Vers 1205, un poète bavarois du nom de Wolfram von Eschenbach composa le poème Parzifal (Parsifal pour l'opéra en trois actes de Richard Wagner, Perceval en français). Il redit la quête du héros telle qu'elle fut écrite par Chrétien de Troyes, avec cette différence que le Graal devient une pierre. Pas une pierre ancienne : celle dont il est question est une pierre lumineuse tombée du paradis. Pour la première fois, le Graal n'est pas décrit comme une coupe. La pierre d'Eschenbach est gardée par des chevaliers appelés Templeisen, terme qui fait allusion aux chevaliers du Temple. Dans l'histoire du poète, le jeune Parzifal est en quête du château du Graal, nommé ici Mont du Salut. Sur sa route, il rencontre un vieil homme sage appelé Trevrizent, avec lequel il reste quinze jours. Le vieillard est en fait l'oncle de Parzifal ; il lui raconte l'histoire du Graal qu'il tient d'un vieux sage, Kyot de Provence. Selon plusieurs experts, Kyot serait inspiré d'un personnage authentique, Guiot de Provins. Trevrizent prétend que Kyot a découvert l'histoire du Graal à Tolède, dans un livre écrit en une langue étrange et barbare. Cette « langue barbare » est probablement l'arabe que parlaient les Maures de Tolède. Trevrizent continue en expliquant à Parzifal que ce livre a été écrit par un homme appelé Flegetanis, dont la mère était une Juive de la lignée de Salomon, et dont le père semble avoir été un astrologue. L'histoire de Parzifal telle qu'elle est racontée par Eschenbach a pour thème la pureté et le jugement. Seuls ceux qui ont le coeur et l'esprit purs peuvent atteindre le Graal, et il appartient à Dieu de juger qui est digne d'y parvenir.

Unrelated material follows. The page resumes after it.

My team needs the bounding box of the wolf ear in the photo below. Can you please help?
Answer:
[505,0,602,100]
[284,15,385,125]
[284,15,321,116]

Parzifal finit par retourner au château du Graal, pose la question juste au Roi-Pêcheur et, ce faisant, guérit le souverain mourant. Parzifal devient ensuite le roi du Graal et le cycle continue.
L'idée du Graal comme métaphore de la lignée du Christ est relativement récente. Pourtant, nombre d'auteurs modernes tentent de nous faire croire que cette vérité a été connue à travers les siècles par quelques hommes soigneusement choisis, qui auraient dissimulé cette idée dans des travaux d'art et d'architecture au cours des âges. Le Prieuré de Sion et ses grands maîtres en sont un exemple classique.
Les histoires qui reprennent l'usage originel du Saint-Graal - recueillir le sang du Christ lors de la Crucifixion - associent ce sang précieux au Graal, voire représentent une métaphore pour désigner une véritable descendance du Messie. Cette théorie implique que le Christ se soit marié à Marie-Madeleine avant sa mort et qu'elle ait porté son enfant. La lignée du Christ est censée se prolonger jusqu'à nos jours, et le Graal serait donc le « rameau » par lequel les rois mérovingiens descendraient du Christ. L'hypothèse est qu'après la Crucifixion, Marie-Madeleine a débarqué en France avec leur enfant. Par la suite, un des descendants se serait marié dans une tribu franque, donnant le jour à la dynastie mérovingienne. D'abord popularisée voilà vingt ans par Michael Baigent, Henry Lincoln et Richard Leigh dans leur best-seller L'Enigme sacrée, cette analyse connaît maintenant une renaissance grâce à la popularité du Da Vinci Code, qui a tiré nombre d'informations du premier ouvrage pour construire son intrigue.